The nonmetallic mineral products industry leading index increased 2.2 percent to 252.7 in November from a revised 247.3 in October, and its six-month smoothed growth rate increased to 7.9 percent from a downwardly revised 4.1 percent in October.
The six-month smoothed growth rate is a compound annual rate that measures the near-term trend. A growth rate above +1.0 percent is usually a signal of future growth in industry activity, while a growth rate below -1.0 percent points to a decrease in activity.
The rise in the leading index growth rate indicates that activity is likely to continue to increase in the nonmetallic mineral products industry. The latest data show that total construction spending is at its highest level since before the last recession.
Nonresidential construction spending, which accounts for two-thirds of all construction spending, is more than 11 percent higher year-to-date than last year. Rising employment, higher wages, and low interest rates, are promoting residential construction activity.

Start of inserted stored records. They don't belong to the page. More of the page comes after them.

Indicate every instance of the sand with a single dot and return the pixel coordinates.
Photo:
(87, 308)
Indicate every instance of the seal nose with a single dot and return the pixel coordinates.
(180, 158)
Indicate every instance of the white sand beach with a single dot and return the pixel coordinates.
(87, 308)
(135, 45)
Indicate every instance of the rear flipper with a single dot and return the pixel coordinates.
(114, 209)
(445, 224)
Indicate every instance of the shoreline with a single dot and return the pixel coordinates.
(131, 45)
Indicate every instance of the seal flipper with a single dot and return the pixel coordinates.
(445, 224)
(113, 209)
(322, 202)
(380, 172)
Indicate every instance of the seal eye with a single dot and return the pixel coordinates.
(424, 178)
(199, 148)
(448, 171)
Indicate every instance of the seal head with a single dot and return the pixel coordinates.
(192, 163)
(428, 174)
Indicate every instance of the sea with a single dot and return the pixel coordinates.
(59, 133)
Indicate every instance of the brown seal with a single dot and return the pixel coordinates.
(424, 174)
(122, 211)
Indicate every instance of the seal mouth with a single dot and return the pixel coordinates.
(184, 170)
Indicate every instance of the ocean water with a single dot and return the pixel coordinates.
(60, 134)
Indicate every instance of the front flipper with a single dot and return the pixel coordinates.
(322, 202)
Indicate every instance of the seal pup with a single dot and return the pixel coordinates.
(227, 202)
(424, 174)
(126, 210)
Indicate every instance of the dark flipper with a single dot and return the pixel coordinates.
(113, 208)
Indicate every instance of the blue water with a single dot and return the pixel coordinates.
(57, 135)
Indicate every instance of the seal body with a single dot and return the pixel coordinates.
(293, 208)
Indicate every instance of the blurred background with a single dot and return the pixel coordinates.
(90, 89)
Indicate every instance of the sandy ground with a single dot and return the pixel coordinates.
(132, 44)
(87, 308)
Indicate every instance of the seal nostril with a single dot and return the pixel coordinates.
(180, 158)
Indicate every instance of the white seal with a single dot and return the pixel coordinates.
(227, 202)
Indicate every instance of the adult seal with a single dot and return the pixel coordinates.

Nonmetallic mineral products demand from residential construction activity is likely to increase further, as new home sales increased over 10 percent in October and new home inventories are still below a balanced housing market level.
Meanwhile, another consumer of nonmetallic mineral products, oil and gas well services, is not likely to generate additional demand because of the global oversupply of oil.
All four leading index indicators increased in November. The increase in the index of new housing permits issued contributed 0.9 percentage point to the overall gain in the leading index. This is the second highest level (June was higher) that the new housing permits index has reached in eight years.
The increase in the volatile multi-unit apartment building permits segment had the most positive effect on the total housing permits index. The S&P stock price index for building products companies increased for the second consecutive month in November and contributed 0.7 percentage point to the leading index.
A longer average workweek in nonmetallic mineral products facilities contributed 0.2 percentage point. Employment in the nonmetallic minerals products industry is the highest that it has been since May 2009.